Ultimately, the concept of VBC and their associated VBP arrangements as a panacea for the healthcare system feels deeply flawed in its current iteration. While the idea of rewarding providers for keeping patients healthy is appealing, and the move away from fee-for-service is an absolute necessity, the current execution of VBP doesn’t reflect the hidden risks that reduce payment by 25% – 40%. Providers are asked to deliver high-quality care, manage complex patient populations, and achieve cost savings—all while navigating a minefield of financial risks that can undermine their financial stability and practice viability.

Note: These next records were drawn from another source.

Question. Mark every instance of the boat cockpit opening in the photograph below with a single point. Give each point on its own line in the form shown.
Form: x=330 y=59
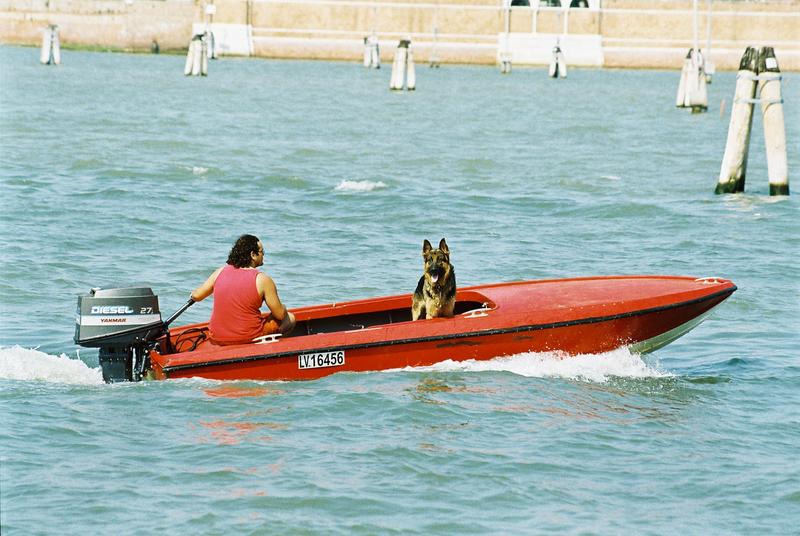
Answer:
x=191 y=339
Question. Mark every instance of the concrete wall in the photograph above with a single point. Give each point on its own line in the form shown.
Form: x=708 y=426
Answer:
x=634 y=33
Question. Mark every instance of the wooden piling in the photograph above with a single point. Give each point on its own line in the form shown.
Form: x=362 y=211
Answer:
x=403 y=76
x=558 y=65
x=769 y=91
x=372 y=54
x=734 y=162
x=51 y=46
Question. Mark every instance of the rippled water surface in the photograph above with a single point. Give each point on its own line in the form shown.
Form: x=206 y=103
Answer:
x=116 y=169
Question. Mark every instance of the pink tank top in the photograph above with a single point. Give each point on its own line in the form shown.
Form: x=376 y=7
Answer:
x=236 y=314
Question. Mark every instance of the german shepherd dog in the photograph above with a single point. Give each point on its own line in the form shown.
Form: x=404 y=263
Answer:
x=436 y=291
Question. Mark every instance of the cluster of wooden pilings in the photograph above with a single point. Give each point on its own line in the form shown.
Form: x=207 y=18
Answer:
x=692 y=91
x=372 y=52
x=757 y=82
x=201 y=48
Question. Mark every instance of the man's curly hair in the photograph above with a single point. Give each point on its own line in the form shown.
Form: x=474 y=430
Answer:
x=241 y=250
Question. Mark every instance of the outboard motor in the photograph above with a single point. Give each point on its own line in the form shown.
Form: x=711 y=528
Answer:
x=123 y=323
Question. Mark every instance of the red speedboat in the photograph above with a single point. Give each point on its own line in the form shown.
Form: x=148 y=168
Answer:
x=569 y=316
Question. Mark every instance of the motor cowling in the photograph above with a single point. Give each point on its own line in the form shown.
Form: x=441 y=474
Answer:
x=123 y=323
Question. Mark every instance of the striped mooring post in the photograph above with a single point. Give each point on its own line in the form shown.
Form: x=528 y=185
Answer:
x=758 y=82
x=558 y=65
x=51 y=46
x=197 y=57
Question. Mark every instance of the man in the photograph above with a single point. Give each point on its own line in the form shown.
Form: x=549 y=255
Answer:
x=239 y=289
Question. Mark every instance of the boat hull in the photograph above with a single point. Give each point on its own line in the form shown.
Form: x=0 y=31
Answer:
x=570 y=317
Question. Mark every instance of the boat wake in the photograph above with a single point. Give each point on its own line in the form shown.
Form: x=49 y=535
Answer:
x=599 y=368
x=359 y=186
x=28 y=364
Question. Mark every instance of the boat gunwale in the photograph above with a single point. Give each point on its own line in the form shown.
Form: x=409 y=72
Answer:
x=727 y=291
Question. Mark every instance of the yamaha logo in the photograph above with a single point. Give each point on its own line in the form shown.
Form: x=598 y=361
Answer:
x=111 y=310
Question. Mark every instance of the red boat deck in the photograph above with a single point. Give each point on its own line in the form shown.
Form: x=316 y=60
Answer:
x=574 y=316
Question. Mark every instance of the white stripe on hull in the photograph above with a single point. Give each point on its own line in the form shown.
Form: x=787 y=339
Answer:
x=122 y=320
x=659 y=341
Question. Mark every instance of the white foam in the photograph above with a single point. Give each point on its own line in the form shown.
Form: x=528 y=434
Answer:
x=359 y=186
x=594 y=368
x=17 y=363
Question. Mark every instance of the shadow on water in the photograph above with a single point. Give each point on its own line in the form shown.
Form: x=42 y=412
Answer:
x=622 y=401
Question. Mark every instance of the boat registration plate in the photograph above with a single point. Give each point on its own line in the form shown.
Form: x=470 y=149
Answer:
x=321 y=360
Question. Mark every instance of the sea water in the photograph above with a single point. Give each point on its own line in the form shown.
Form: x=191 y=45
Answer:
x=116 y=169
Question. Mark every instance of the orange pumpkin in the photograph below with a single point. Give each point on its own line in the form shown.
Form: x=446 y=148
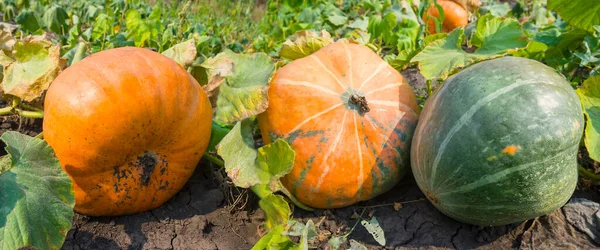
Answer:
x=129 y=126
x=349 y=116
x=454 y=16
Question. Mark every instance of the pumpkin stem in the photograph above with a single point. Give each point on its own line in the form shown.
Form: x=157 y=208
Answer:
x=361 y=102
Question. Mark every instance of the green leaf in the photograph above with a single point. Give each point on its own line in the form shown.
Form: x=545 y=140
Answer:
x=183 y=53
x=247 y=166
x=274 y=240
x=142 y=31
x=278 y=157
x=335 y=242
x=277 y=210
x=497 y=10
x=493 y=37
x=337 y=19
x=101 y=26
x=242 y=83
x=583 y=14
x=36 y=198
x=36 y=64
x=29 y=20
x=304 y=43
x=354 y=245
x=589 y=94
x=217 y=134
x=308 y=233
x=55 y=19
x=374 y=229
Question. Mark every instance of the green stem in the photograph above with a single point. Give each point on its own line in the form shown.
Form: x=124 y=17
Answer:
x=429 y=90
x=213 y=159
x=294 y=200
x=589 y=175
x=6 y=111
x=30 y=114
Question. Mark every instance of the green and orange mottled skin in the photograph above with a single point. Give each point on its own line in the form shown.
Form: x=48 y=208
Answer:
x=349 y=117
x=129 y=126
x=498 y=142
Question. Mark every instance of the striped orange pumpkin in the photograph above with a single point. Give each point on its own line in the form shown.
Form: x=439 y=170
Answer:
x=349 y=116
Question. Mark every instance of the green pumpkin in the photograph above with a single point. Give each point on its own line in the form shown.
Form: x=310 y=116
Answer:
x=497 y=143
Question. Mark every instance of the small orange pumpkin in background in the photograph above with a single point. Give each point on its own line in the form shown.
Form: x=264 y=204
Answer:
x=129 y=126
x=349 y=116
x=455 y=16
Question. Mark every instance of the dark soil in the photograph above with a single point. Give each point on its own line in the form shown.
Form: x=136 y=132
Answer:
x=200 y=217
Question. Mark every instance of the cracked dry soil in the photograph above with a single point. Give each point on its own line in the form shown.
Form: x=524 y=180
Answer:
x=198 y=218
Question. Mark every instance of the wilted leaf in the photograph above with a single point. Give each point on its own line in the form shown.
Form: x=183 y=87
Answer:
x=183 y=53
x=247 y=166
x=241 y=82
x=274 y=240
x=589 y=94
x=335 y=242
x=304 y=43
x=277 y=210
x=375 y=230
x=583 y=14
x=36 y=198
x=494 y=37
x=36 y=64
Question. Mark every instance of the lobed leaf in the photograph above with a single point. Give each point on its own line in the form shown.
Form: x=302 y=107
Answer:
x=589 y=94
x=31 y=68
x=36 y=198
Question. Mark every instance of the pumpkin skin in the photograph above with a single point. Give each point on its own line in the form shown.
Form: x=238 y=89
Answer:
x=129 y=126
x=343 y=154
x=454 y=16
x=497 y=143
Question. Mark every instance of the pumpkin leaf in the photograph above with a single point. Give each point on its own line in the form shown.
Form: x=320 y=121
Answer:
x=335 y=242
x=277 y=210
x=583 y=14
x=308 y=233
x=494 y=37
x=247 y=166
x=36 y=198
x=275 y=240
x=589 y=94
x=374 y=229
x=183 y=53
x=240 y=83
x=55 y=19
x=304 y=43
x=354 y=245
x=217 y=133
x=7 y=41
x=36 y=62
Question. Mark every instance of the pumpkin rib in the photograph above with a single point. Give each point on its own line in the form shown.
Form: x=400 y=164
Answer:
x=360 y=159
x=329 y=170
x=388 y=86
x=317 y=115
x=329 y=152
x=467 y=116
x=320 y=63
x=349 y=55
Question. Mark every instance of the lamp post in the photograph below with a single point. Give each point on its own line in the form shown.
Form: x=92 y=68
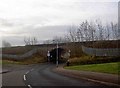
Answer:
x=57 y=56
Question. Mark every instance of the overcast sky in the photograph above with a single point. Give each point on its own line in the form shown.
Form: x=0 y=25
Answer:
x=45 y=19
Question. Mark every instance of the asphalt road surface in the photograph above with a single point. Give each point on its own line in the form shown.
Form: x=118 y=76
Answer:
x=42 y=76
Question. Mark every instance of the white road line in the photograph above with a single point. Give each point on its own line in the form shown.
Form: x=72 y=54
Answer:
x=29 y=86
x=24 y=77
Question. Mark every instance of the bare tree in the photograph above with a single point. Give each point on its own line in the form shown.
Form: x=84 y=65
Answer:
x=73 y=34
x=5 y=44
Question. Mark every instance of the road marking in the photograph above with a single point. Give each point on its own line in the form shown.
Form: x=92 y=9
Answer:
x=31 y=69
x=29 y=86
x=27 y=72
x=24 y=77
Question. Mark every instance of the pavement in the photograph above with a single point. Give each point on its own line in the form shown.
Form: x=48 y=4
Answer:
x=4 y=71
x=45 y=74
x=102 y=78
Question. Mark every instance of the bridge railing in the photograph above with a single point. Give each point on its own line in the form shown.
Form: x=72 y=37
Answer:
x=101 y=51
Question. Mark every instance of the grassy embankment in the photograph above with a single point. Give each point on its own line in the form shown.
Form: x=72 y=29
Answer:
x=112 y=68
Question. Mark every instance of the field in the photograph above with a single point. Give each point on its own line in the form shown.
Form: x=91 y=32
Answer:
x=112 y=68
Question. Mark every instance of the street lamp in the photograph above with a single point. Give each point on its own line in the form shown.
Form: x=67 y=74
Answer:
x=57 y=56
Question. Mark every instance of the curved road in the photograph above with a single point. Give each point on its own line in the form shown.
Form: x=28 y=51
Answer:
x=43 y=76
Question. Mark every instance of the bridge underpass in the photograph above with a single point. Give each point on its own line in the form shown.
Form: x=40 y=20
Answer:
x=61 y=53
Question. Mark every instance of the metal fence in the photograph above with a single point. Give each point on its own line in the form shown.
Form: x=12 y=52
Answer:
x=101 y=51
x=19 y=57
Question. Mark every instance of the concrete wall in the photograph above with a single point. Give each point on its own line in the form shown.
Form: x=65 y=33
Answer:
x=101 y=52
x=19 y=57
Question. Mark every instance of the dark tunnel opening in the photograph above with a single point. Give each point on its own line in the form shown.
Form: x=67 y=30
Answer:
x=53 y=55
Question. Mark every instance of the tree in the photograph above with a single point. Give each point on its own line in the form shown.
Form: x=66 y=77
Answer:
x=5 y=44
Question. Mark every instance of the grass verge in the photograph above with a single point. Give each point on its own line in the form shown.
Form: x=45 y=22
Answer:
x=112 y=68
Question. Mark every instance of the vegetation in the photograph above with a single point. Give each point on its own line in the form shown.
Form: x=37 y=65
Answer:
x=105 y=68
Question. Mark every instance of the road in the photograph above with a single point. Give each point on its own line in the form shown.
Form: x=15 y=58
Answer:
x=41 y=76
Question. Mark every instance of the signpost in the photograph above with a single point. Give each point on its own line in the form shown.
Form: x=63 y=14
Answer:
x=48 y=55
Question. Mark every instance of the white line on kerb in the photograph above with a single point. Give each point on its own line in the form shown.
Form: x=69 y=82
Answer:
x=31 y=69
x=24 y=77
x=29 y=86
x=27 y=72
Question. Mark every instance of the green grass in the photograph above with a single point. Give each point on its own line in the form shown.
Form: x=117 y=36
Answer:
x=111 y=68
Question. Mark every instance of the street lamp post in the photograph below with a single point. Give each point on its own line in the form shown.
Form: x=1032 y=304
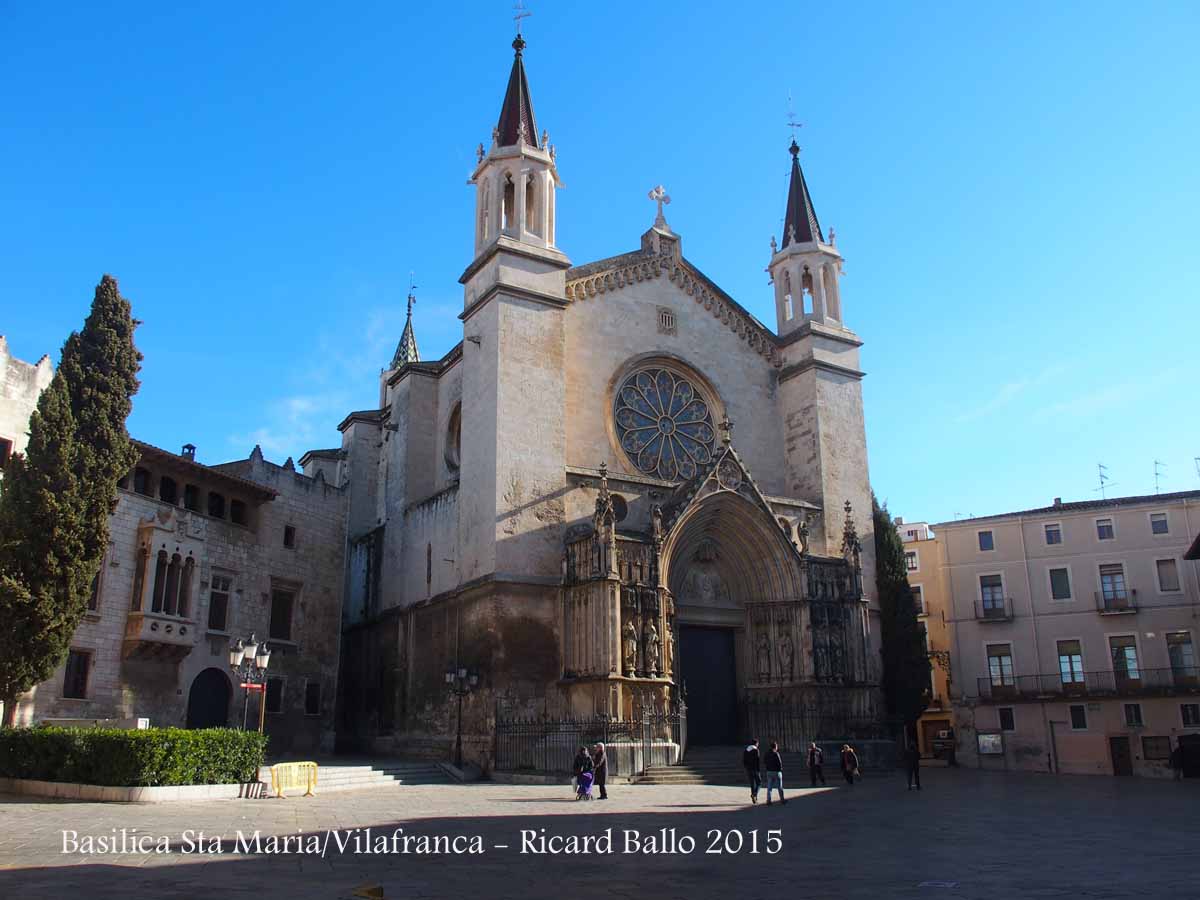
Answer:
x=461 y=684
x=249 y=659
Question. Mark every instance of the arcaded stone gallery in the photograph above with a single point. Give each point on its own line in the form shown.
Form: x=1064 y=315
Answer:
x=619 y=490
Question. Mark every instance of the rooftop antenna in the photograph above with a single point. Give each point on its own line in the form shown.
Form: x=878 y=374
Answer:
x=1105 y=483
x=522 y=13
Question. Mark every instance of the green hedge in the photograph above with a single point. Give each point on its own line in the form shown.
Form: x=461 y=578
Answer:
x=150 y=757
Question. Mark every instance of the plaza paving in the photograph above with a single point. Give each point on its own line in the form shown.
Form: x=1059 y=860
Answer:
x=967 y=834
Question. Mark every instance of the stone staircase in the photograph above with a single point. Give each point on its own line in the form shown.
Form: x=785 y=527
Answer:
x=345 y=775
x=701 y=766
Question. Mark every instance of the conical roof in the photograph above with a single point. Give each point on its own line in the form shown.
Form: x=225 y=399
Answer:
x=801 y=222
x=517 y=107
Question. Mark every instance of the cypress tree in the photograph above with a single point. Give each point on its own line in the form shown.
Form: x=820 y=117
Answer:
x=55 y=499
x=906 y=665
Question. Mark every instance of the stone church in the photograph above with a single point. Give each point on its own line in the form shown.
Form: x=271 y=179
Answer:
x=617 y=490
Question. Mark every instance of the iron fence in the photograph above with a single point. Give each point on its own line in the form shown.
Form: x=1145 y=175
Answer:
x=545 y=744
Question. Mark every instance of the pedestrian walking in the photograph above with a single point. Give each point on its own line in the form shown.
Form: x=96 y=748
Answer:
x=583 y=774
x=816 y=763
x=753 y=763
x=849 y=763
x=774 y=767
x=600 y=762
x=912 y=766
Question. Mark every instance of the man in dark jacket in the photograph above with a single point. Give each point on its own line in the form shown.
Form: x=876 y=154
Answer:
x=816 y=761
x=774 y=766
x=912 y=763
x=753 y=763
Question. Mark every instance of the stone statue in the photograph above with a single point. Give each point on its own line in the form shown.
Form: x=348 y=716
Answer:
x=763 y=657
x=786 y=652
x=651 y=636
x=629 y=636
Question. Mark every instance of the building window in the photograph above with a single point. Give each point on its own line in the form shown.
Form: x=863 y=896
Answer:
x=75 y=678
x=1133 y=714
x=1113 y=587
x=664 y=424
x=312 y=697
x=1168 y=575
x=281 y=615
x=1125 y=658
x=1182 y=655
x=219 y=603
x=274 y=694
x=991 y=593
x=1071 y=663
x=94 y=593
x=1000 y=665
x=1079 y=718
x=1060 y=585
x=918 y=600
x=1156 y=748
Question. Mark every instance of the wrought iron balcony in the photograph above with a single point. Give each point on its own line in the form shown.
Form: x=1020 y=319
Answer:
x=995 y=610
x=1132 y=683
x=1116 y=603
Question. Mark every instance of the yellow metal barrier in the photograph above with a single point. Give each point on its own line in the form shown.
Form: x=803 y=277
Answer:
x=293 y=774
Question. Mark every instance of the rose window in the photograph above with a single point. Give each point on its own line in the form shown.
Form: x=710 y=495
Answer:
x=664 y=424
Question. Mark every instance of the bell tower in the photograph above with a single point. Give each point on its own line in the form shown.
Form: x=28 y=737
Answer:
x=804 y=268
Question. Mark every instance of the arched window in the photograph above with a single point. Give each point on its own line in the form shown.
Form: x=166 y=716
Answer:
x=185 y=587
x=510 y=204
x=139 y=579
x=171 y=599
x=160 y=581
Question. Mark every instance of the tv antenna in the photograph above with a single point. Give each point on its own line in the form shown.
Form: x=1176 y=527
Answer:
x=522 y=13
x=1105 y=481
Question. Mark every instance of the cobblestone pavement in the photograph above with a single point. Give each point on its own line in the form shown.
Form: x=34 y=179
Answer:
x=966 y=835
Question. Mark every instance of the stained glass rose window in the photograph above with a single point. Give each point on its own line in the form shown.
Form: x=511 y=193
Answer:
x=664 y=424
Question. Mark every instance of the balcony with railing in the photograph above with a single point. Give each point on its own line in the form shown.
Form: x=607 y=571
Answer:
x=1129 y=683
x=999 y=609
x=1116 y=601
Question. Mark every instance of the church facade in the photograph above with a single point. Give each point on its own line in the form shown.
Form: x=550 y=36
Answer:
x=621 y=487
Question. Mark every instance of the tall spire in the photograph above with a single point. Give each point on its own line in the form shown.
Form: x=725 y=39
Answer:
x=516 y=114
x=406 y=351
x=801 y=225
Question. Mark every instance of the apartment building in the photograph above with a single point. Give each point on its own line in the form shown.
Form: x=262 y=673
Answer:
x=924 y=559
x=1073 y=633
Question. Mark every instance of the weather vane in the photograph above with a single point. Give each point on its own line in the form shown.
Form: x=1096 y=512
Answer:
x=522 y=13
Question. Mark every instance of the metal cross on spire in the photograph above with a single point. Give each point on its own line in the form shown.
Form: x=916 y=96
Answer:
x=659 y=195
x=522 y=13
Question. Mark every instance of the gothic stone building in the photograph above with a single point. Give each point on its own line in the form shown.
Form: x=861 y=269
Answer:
x=198 y=557
x=562 y=504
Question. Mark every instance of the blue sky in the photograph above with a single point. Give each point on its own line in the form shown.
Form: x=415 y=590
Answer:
x=1014 y=190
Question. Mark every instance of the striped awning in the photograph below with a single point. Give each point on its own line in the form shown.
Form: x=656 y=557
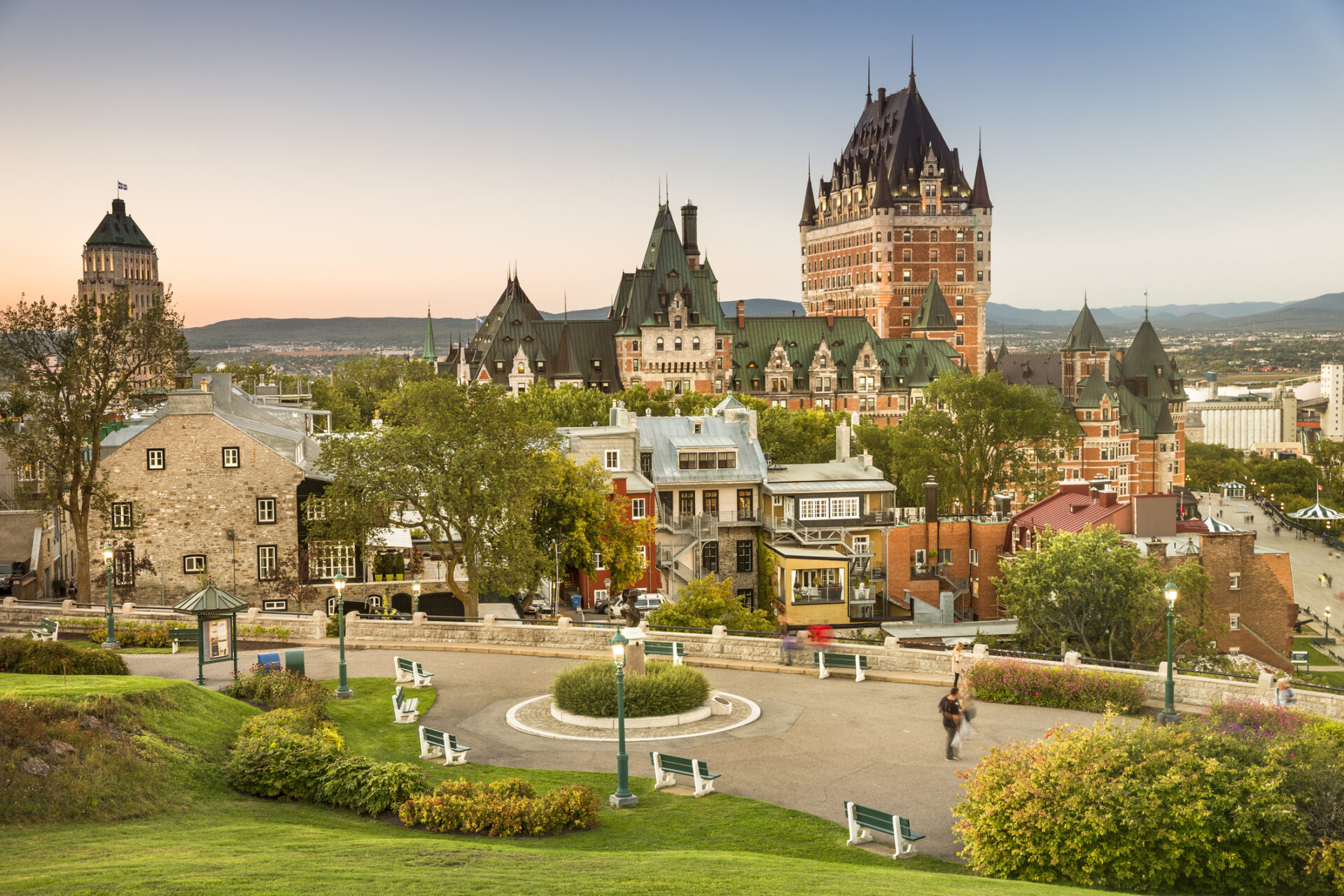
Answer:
x=1317 y=512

 For VBP to be effective, there must be a more equitable distribution of risk to reward. That means higher payments to Primary Care, which must come from specialist care so that the total cost remains balanced. Everyone agrees with this, but actually getting payers to “pay more and better” for Primary Care to offset the increased risk has been challenging is daunting. Ultimately, companies like Crossover are starting to “cross the desert” in the commercial space and building objective actuarial and health outcomes results to prove our “single price on average” methodology as well as our actual ROI value.  Given that “hope springs eternal”, we will keep plodding along. However, until the “burden of risk” issues outlined above are addressed the promise of VBP to make a meaningful difference will remain a mirage—a distant vision of a better healthcare system that, for many providers so far, has been just a mouthful of sand.